Numbers at branches represent nonparametric boostrap support (Least-squares and Maximum parsimony criteria) and Bayesian posterior probabilities.

  • We can see that Polyptera has a unique morphology (it shows the longest terminal edge of all fossils), making it equally similar to Platycarya and the remaining Juglandoideae: Juglans, Pterocarya, Cyclocarya, and Carya (Annamocarya is a not-widely-accepted Chinese genus, genetically indistinct from other East Asian Carya). This explains its instability in tree-based reconstructions. Assuming that Rhoiptelea points to the actual root, one could use the relatively high branch support values as an argument to say that Polyptera evolved after Platycarya split from the remainder of the Juglandoideae. But the network shows that the signal is not that straightforward, and Polyptera may just be a third lineage within the Juglandoideae (note the short orange edge bundle in contrast to the large red and green ones). A crucial question to check, also regarding the ML-EPA result, is whether the orange-edge clade (including Polyptera) is supported by uniquely shared characters and not just a tree-branching artifact because of the distinctness of the Platycarya group. Being substantially distinct (genetically and morphologically) from the remainder of the Juglandoideae, they must be placed as sister taxa. Being a fossil Polyptera is not that distinct, hence, placed in the Juglandoideae core clade. Distance-based and parsimony methods are more vulnerable to long-branch attraction (or short-branch culling) than is ML; and Bayesian analysis optimizes to a tree best comforting all signals in the data (compatible or not).

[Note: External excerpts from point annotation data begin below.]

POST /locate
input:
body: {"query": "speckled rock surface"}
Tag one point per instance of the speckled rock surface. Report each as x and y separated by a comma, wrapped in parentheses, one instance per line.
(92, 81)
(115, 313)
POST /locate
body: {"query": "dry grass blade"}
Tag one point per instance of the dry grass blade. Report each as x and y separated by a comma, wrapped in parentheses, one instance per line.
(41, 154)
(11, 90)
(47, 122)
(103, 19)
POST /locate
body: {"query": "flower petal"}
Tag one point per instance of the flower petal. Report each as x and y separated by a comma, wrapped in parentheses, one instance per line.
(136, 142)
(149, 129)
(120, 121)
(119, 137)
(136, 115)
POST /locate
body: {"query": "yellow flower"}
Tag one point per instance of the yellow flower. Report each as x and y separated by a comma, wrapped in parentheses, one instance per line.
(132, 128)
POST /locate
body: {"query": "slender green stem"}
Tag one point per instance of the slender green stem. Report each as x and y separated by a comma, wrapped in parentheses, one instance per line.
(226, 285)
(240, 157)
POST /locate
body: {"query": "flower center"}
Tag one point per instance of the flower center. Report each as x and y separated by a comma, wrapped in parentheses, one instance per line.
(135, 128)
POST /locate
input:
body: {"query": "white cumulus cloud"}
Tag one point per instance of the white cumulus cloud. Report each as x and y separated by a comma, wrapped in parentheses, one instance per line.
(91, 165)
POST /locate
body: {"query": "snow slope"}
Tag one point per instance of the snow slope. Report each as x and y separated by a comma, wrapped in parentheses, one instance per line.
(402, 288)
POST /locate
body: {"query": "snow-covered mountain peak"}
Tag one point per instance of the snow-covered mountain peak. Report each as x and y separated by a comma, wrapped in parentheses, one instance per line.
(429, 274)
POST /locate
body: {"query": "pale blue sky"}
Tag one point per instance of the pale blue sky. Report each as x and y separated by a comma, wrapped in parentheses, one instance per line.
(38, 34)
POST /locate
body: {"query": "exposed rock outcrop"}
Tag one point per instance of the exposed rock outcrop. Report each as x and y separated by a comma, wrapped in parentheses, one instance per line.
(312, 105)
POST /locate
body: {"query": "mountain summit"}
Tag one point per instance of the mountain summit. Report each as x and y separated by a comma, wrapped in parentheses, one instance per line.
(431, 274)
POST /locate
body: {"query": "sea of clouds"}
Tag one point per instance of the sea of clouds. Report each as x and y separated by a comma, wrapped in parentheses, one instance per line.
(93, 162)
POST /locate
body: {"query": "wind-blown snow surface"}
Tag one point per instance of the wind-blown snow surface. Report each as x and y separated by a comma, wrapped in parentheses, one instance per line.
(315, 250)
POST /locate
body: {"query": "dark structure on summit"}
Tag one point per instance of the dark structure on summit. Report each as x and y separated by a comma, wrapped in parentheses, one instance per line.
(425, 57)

  • Cruciptera is more similar to Cyclocarya and Pterocarya than to Juglans, and represents a more primitive (ancestral) form. Based on the position of Cyclocarya and Pterocarya, we can directly conclude that they are morphologically less derived than Juglans, their sister taxon. Hence, one should be careful interpreting Cruciptera as a precursor of eg. Pterocarya, but would have to go back into the matrix and assess which characters differentiate within this part of the graph, in order to decide whether the similarity between them is a genuine representation of shared (common) origin, and not just due to symplesiomorphies.

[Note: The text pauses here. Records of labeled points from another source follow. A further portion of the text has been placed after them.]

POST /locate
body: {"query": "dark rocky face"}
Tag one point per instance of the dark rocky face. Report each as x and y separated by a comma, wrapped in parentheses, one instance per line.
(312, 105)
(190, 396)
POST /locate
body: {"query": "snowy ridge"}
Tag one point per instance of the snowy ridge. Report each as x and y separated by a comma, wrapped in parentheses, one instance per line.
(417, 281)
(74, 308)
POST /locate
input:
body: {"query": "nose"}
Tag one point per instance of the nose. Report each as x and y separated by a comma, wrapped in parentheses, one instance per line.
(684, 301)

  • The fossil counterparts of modern-day Platycarya span a quite prominent box-like structure in the network, but the blue edge has little support from tree-based analyses. A simple explanation would be that these two more ancient members of the Platycarya lineage, and are less derived than their modern counterpart and the other Juglandoideae.
  • Palaeooreomunnea is placed as one would expect for an ancestral form of the Engelhardoideae. It is clearly closer to the New World pair Alfaroa and Oreomunnea than to the Old World Alfaropsis and Engelhardia.
Data & software for EPA

The data matrix that I used for the ML-EPA, the Neighbour-net and the competing branch support analyses can be found in the supplementary information of the original paper.

EPA is implemented in RAxML since Version 7 and usually used to place environmental short sequence reads (Berger et al. 2011, Syst. Biol. 60:291–302). For a published application of EPA to place fossils, see e.g. Bomfleur et al. 2015, BMC Evol. Biol. 15:126.